Now consider what happens when food is taken off the ground and placed on a table with some placemats. The bread is removed and in their place is the fork and knife. Perhaps if one is ultra-modern, they’re eating their meal alone.  

One might ask how does one live humbly if one forgets to sit close to the land? Can one achieve simplicity if our experiences and living are smoothed over with a modern gloss? And for the writer in me, the question becomes: if I am to write about the ordinary people around mewhat language shall I use? 

My language is humble. It speaks the story of a common life using a dressed down word.   

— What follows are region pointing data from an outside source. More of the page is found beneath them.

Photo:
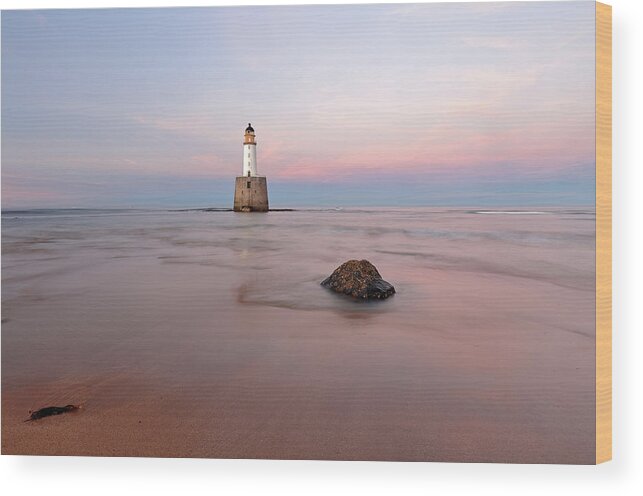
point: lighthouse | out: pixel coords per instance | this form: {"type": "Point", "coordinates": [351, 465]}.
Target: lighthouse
{"type": "Point", "coordinates": [251, 190]}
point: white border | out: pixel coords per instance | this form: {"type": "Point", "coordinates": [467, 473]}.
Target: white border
{"type": "Point", "coordinates": [624, 475]}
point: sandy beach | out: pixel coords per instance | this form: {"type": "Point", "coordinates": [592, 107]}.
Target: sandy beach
{"type": "Point", "coordinates": [206, 334]}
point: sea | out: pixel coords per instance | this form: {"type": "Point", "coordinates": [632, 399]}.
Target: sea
{"type": "Point", "coordinates": [206, 333]}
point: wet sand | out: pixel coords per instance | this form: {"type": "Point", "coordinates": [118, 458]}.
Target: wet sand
{"type": "Point", "coordinates": [206, 334]}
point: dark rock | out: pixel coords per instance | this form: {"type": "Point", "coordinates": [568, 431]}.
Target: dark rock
{"type": "Point", "coordinates": [359, 279]}
{"type": "Point", "coordinates": [51, 410]}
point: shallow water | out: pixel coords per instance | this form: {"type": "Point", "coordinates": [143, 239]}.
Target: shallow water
{"type": "Point", "coordinates": [207, 334]}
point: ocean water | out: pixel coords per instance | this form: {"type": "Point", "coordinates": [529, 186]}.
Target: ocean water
{"type": "Point", "coordinates": [195, 333]}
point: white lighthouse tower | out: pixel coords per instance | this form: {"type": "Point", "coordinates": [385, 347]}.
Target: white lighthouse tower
{"type": "Point", "coordinates": [251, 189]}
{"type": "Point", "coordinates": [249, 152]}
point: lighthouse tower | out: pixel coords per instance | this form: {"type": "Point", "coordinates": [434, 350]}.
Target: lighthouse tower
{"type": "Point", "coordinates": [251, 190]}
{"type": "Point", "coordinates": [249, 152]}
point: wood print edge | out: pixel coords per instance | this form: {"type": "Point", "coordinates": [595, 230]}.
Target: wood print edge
{"type": "Point", "coordinates": [603, 232]}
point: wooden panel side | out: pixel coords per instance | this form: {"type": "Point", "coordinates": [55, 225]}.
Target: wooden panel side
{"type": "Point", "coordinates": [603, 232]}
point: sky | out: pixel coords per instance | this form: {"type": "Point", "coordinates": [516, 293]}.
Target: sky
{"type": "Point", "coordinates": [374, 105]}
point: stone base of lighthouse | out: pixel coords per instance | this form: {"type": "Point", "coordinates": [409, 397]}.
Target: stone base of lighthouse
{"type": "Point", "coordinates": [251, 194]}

When I first started writing, I dressed up my language. I had long, descriptive sentences that were rich and often beautiful. I sought to showcase exciting places, so I wrote exciting sentences with exciting events happening to exciting people. But one day I looked around and saw I lived in an ordinary place. The people I knew were ordinary people, and the food I ate with these people belonged on the ground. And so I began to write in a simpler way, as befitting people on the ground. I chose everyday settings that are the background to our lives: there is the living room, the kitchen and of coursethe quintessential yard. These people go about their lives: they work, they eat and they die. This is life stripped to its essentials, and the wording in my stories has been chosen in a similar way. 

My language is humble. It speaks the story of a common life using a dressed down word.   

The stories in The House of Youssef were a departure for me in terms of style. The stories were scenes with a circle drawn around. I had no interest in making them more exotic, or to pad them with details that would turn them into insights into the cultural norms of Arabic-speaking migrants in a Western world. The stories are bare, but I realise this is a worldview, and there is no need to turn it into something else. 

In all things, simplicity and the truth shall suffice.